Metrics are good, but nobody will follow them. Therefore, we automatically receive calls / push / sms if:

  • CPU / memory consumption has increased rapidly.
  • Traffic increased / fell sharply.
  • The number of processed transactions per second has changed significantly in either direction.
  • The size of the artifact after assembly has changed (exe, app, jar, …).
  • The percentage of errors or their frequency exceeded the permissible threshold.
  • The service has stopped sending metrics (often situation).
  • The regularity of certain expected events is violated (cron job doesn’t work, not all events are processed etc.)

Runbooks created

A document has been created for the service that describes known or expected contingencies.

  • how to make sure that the error is internal and does not depend on third-party;
  • if it depends where, to whom and what to write;
  • how to safely restart it;
  • how to restore from backup and where backups are;
  • What special dashboards / queries are created to monitor this service;
  • Does the service have its own admin panel and how to get there;
  • is there an API / CLI and how to use it to fix known issues;
  • and so on.

The list can vary greatly between organizations, but at least basic things should be there.

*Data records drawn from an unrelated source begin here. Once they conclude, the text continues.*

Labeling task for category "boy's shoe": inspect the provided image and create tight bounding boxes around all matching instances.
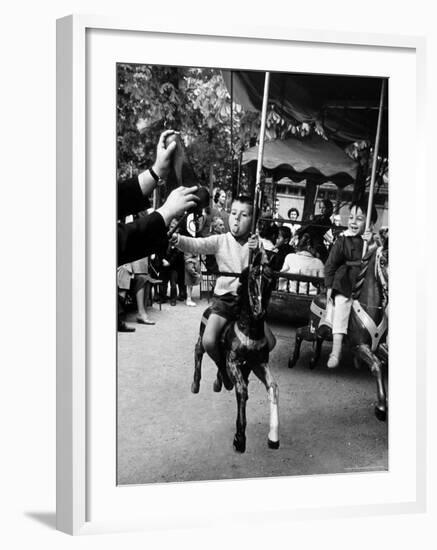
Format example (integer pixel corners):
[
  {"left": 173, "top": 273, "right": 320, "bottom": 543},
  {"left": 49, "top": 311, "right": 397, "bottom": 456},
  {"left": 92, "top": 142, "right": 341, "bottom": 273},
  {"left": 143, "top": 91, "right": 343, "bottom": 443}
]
[
  {"left": 326, "top": 353, "right": 340, "bottom": 369},
  {"left": 117, "top": 321, "right": 136, "bottom": 332},
  {"left": 137, "top": 315, "right": 155, "bottom": 325}
]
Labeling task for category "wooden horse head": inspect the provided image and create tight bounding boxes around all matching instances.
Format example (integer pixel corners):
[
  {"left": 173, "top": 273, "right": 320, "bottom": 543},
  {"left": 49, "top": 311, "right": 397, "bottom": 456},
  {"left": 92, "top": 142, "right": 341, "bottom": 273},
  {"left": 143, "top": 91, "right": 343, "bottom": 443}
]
[{"left": 239, "top": 245, "right": 274, "bottom": 321}]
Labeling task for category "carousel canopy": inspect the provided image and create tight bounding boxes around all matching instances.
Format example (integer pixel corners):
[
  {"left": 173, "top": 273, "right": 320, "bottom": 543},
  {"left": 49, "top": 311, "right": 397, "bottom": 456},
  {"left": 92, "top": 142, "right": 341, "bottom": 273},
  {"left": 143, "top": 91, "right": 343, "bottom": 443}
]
[
  {"left": 242, "top": 136, "right": 358, "bottom": 187},
  {"left": 222, "top": 71, "right": 388, "bottom": 152}
]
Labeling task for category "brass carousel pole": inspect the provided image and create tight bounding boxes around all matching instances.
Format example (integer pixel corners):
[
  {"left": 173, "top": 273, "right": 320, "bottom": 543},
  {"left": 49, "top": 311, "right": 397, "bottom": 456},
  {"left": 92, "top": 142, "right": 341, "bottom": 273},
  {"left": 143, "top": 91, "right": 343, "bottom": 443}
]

All logs are written in STDOUT / STDERR

The service does not create any log files in production mode, does not send them to any external services, does not contain any redundant abstractions for log rotation, etc.

When an application creates log files, these logs are useless. You will not go into 5 containers running in parallel, hoping to catch the error you need (and here you are, crying …). Restarting the container will result in a complete loss of these logs.

If an application writes its own logs to a third-party system, for example, to Logstash, this creates useless redundancy. The neighboring service does not know how to do this, because does it have a different framework?

The application writes part of the logs to files, and part to stdout because it is convenient for the developer to see INFO in the console, and DEBUG in files? This is generally the worst option. Nobody needs complexity and completely redundant code and configurations that you need to know and maintain.

Logs are Json

Each log line is written in Json format and contains a consistent set of fields

Until now, almost everyone writes logs in plain text. This is a real disaster. I would be happy to never know about Grok Patterns. I dream of them sometimes and I freeze, trying not to move, so as not to attract their attention. Just try to parse Java exceptions in the logs once.

Json is good, it is fire given from heaven. Just add there:

  • milliseconds timestamp according to RFC 3339;
  • level: info, warning, error, debug
  • user_id;
  • app_name

and other fields.

Download to any suitable system (correctly configured ElasticSearch, for example) and enjoy. Connect the logs of many microservices and again feel how were good monolithic applications.

(And you can add Request-Id and get tracing …)

Logs with verbosity levels

The application must support an environment variable, for example LOG_LEVEL, with at least two operating modes: ERRORS and DEBUG.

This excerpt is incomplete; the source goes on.